Monday, October 13, 2008

Not holding back

I am working on being friendlier. This is not my natural state, being friendly. I'm sort of standoffish by nature; I'm a little bit bitchy, a little bit aloof. I enjoy people watching in almost every environment but I often don't know how to interact with people normally. I am deeply curious about why people do what they do, but I am disinclined to get involved in dialogue with most people, don't want to engage others for fear they won't disengage when I'm ready for them to.

I have failed at a lot of social relationships, have lost long-time friends over my reticence and stuck-up-ness. I'm a little too philosophical about people coming and going from my life, and I tend not to attach to others even though I love them very deeply. I have trouble opening up to any but the closest of friends and I keep so many feelings to myself that I should share, and I share opinions that I should keep to myself. I am opinionated and brazen, and people don't always love me for it.

I'm working on changing some of that. I'm a work in progress. Part of my personal-growth-learning-experiment-resolution stuff is to not hold back. I have been practicing the not holding back, and the response has been a little interesting.

This morning I stopped at the coffee shoppe that sits on the corner that marks the precise half-way point between my apartment and my office and ordered a pumpkin spice latte. As soon as I walked in I was greeted with a perfectly cheerful (but not overdone), "hello again!" from the stunningly beautiful black woman working behind the counter.

The first time I saw her was just a few days ago, and I found her so alluring I could hardly keep my mouth closed. I'm not talking run-way model with flawless skin and nice breasts beautiful; I'm talking radiating from the inside out, truly happy with where she is and what she's doing beautiful. She seems like the sort of woman you could tell the most horrible experience to and she'd find the good in it. There is nothing remarkable about the way she looks physically but she exudes a calm, peaceful zen-happiness. The kind of happiness that knows everything will work out all right in the end, and that we just need to have a little faith in that. The kind of happiness that made its way over to me and managed to make me feel all serene inside.

And in my efforts to be a little more friendly and a little less closed off, I blurted out "you're leaking such terrific serenity all over me."

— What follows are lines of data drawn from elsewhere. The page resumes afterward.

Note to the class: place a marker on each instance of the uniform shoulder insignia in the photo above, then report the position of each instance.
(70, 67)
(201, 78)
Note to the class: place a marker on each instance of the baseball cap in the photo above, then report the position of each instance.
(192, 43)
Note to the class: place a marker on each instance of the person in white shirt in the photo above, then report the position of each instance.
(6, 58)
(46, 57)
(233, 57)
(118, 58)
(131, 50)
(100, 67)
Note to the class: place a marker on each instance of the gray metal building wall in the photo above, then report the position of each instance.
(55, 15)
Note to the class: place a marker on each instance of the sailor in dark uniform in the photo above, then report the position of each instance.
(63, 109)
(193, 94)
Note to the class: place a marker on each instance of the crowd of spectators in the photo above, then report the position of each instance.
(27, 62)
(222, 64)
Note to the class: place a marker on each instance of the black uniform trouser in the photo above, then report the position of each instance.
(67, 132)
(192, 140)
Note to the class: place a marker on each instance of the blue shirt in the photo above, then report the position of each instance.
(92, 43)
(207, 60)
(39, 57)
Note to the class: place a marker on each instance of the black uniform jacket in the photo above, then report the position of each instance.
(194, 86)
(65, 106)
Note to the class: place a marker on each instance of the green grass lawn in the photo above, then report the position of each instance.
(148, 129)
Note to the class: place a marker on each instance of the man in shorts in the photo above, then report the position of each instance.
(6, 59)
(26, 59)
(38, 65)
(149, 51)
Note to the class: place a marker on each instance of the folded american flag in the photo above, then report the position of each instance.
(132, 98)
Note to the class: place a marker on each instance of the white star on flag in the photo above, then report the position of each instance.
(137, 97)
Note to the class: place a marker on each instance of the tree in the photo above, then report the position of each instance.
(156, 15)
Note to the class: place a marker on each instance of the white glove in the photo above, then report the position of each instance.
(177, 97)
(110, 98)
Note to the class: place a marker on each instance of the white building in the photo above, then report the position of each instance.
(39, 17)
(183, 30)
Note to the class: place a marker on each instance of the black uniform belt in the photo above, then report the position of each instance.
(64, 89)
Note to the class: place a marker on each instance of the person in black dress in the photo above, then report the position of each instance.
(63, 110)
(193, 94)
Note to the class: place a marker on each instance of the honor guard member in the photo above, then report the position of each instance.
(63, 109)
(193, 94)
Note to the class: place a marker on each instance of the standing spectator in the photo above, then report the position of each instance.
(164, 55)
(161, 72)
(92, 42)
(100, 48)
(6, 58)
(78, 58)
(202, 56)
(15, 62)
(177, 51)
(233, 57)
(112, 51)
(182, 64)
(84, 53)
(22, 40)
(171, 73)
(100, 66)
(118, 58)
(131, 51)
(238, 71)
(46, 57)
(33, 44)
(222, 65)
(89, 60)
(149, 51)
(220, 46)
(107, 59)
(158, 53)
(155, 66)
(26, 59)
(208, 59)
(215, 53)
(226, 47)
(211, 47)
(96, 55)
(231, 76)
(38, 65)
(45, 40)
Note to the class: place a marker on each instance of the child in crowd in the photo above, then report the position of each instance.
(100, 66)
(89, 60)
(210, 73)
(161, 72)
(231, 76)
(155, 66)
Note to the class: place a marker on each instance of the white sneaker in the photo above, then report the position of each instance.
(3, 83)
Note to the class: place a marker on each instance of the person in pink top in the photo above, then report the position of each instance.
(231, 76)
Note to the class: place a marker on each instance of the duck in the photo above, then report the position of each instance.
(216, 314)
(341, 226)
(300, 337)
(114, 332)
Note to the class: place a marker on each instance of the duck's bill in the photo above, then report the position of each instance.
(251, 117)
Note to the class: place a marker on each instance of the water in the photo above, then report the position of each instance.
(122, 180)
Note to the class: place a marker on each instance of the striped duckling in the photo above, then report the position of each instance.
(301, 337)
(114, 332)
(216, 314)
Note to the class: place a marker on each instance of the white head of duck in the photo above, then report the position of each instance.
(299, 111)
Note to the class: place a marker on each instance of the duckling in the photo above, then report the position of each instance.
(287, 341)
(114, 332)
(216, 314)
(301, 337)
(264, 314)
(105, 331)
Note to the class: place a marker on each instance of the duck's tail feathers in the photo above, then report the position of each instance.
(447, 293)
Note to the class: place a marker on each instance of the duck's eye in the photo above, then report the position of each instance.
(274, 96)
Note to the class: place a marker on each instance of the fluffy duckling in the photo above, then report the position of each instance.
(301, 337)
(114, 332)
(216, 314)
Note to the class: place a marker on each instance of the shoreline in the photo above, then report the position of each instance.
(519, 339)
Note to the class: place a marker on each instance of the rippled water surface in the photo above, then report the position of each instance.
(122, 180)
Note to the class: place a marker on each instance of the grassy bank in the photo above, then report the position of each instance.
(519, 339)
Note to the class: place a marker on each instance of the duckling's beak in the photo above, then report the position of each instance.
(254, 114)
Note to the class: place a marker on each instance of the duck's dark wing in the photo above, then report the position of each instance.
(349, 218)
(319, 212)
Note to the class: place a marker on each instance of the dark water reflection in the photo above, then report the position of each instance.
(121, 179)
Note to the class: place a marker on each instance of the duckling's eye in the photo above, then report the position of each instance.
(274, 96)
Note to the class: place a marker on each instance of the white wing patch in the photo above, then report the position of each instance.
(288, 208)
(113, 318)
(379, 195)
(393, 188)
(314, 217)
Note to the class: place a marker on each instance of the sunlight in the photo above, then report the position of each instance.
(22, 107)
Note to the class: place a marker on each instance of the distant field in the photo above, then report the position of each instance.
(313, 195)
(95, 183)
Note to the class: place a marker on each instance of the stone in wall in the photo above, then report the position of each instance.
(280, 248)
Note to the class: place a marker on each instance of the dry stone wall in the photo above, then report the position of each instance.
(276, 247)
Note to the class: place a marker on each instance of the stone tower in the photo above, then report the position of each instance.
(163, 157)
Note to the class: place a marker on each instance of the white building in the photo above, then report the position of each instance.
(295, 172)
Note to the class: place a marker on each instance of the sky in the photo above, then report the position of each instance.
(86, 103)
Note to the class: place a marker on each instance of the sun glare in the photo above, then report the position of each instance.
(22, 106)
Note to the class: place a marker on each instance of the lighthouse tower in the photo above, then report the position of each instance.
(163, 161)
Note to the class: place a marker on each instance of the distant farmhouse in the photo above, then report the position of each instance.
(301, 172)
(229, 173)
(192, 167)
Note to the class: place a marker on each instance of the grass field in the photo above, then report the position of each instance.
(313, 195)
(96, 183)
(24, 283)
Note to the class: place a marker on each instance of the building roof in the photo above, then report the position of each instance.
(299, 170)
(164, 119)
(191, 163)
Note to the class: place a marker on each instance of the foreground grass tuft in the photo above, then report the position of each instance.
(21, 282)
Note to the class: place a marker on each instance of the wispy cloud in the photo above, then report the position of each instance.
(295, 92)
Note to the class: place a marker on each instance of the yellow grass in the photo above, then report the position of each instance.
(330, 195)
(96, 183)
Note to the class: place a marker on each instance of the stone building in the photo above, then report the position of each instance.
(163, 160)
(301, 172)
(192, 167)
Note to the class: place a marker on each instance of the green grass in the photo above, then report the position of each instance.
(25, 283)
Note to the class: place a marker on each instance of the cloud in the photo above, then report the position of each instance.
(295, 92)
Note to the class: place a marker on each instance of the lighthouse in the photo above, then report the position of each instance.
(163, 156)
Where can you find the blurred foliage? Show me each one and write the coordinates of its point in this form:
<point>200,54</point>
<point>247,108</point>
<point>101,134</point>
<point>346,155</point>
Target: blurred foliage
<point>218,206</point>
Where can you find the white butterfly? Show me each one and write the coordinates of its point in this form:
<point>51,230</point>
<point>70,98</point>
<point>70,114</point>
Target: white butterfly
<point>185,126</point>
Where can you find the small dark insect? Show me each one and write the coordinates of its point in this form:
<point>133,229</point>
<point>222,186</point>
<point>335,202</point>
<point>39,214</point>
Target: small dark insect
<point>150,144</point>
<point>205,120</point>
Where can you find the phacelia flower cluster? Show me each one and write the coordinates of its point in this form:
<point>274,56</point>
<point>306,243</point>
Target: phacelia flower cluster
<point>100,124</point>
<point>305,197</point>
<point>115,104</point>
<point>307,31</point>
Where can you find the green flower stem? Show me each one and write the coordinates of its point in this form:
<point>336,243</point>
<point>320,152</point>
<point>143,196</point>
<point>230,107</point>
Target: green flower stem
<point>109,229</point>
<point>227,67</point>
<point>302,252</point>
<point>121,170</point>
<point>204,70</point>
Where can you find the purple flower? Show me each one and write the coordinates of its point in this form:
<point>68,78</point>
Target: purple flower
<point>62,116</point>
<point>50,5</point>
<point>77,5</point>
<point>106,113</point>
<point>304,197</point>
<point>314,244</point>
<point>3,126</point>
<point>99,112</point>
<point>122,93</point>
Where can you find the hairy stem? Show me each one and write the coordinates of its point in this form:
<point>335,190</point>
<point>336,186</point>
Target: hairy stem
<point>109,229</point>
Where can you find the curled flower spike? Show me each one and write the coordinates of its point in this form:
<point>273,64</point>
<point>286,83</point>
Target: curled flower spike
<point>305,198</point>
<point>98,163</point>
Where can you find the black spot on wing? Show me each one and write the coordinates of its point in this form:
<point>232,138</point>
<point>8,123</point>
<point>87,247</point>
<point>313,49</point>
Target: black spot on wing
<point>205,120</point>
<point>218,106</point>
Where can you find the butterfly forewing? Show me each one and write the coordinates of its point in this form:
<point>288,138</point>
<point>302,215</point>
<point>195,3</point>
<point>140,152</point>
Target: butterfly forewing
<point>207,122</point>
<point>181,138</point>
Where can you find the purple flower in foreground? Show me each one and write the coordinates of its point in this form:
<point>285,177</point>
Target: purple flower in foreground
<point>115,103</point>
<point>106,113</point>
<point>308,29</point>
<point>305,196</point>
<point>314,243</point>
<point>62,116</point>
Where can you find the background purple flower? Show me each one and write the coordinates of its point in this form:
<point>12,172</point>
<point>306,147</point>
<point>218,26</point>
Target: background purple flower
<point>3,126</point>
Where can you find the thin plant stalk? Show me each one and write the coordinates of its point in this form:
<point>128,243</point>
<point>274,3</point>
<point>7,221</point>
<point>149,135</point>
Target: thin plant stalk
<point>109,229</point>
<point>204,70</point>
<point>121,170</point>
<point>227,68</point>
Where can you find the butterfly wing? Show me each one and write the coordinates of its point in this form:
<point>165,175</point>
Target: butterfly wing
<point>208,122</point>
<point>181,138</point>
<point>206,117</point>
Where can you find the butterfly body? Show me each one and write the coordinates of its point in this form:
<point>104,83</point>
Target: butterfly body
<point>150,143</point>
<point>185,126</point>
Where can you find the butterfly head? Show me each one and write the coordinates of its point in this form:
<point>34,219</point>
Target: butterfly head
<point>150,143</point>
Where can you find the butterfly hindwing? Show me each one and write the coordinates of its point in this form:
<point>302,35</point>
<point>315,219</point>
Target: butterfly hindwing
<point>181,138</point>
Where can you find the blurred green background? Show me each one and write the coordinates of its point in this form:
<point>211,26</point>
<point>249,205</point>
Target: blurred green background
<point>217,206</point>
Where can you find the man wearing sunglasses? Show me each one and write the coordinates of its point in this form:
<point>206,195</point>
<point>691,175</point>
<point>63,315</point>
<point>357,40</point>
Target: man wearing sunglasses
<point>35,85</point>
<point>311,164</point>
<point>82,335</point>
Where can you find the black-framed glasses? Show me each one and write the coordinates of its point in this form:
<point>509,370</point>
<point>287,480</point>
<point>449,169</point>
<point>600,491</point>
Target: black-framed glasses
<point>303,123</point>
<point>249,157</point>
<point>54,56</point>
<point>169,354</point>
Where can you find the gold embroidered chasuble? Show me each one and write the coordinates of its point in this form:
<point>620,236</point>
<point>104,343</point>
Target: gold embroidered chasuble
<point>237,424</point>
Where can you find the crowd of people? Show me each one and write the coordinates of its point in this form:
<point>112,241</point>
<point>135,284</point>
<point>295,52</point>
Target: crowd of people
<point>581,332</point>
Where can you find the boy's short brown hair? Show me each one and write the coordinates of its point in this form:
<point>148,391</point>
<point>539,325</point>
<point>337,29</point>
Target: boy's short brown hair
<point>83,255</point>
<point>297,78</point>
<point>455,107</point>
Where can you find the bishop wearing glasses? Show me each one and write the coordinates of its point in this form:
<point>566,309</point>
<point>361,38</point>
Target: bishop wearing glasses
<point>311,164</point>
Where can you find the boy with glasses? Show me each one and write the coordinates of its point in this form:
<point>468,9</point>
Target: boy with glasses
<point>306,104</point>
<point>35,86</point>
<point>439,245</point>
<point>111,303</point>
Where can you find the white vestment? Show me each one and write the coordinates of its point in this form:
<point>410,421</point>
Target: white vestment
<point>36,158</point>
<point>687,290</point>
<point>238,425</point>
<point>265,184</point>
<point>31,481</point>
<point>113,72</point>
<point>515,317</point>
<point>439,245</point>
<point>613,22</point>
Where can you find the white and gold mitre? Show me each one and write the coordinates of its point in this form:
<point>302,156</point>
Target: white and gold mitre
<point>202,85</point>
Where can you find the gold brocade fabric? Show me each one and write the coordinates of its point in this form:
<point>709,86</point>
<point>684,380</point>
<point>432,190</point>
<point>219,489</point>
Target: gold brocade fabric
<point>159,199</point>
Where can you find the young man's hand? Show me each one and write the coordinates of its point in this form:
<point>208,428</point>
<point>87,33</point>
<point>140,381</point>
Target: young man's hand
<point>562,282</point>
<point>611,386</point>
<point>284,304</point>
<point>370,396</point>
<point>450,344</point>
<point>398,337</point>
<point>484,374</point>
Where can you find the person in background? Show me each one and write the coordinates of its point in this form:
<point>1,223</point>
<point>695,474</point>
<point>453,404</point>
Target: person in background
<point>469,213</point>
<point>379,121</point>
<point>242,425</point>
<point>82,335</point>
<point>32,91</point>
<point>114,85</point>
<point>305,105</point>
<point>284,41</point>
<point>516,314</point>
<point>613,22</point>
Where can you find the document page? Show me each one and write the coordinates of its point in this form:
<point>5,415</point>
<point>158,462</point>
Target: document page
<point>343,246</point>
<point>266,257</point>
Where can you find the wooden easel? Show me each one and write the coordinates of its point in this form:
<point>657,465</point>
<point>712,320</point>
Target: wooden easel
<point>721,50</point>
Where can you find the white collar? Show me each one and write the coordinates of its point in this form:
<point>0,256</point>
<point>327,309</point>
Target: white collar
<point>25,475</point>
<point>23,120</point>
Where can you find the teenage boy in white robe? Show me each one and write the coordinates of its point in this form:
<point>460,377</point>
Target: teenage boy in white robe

She didn't pause, just looked at me full in the face with eyes that could drown a god in their depths and said, "I'm so glad it's not going to waste" and handed me my coffee.

4 comments:

Anonymous said...

That's so freaking fabulous! I love meeting those delicious types of people :)

MargauxMeade said...

There you go again with those happy-making observations, Jade. I'm wondering if you share these with people in your "real" life. Because if you do, I don't see how anyone could see you as aloof or stuck up. Every time you share these types of things, I see your beauty, humanity and humility.

Jade said...

Aerolin - I do too. She really made my whole week.

Margaux - that's the problem with me. I don't share these observations with very many people. I'm usually so busy observing the people that I don't realize until later that I should just be sharing these moments with them. Thank you for your comment, and the nice things you say.

Mary P Jones (MPJ) said...

I love moments like those. And I'm such an introvert that I can totally come across as distant in real life. I'm looking forward to the day when I can leak serenity on people in real life too, but I bask in other people's too instead.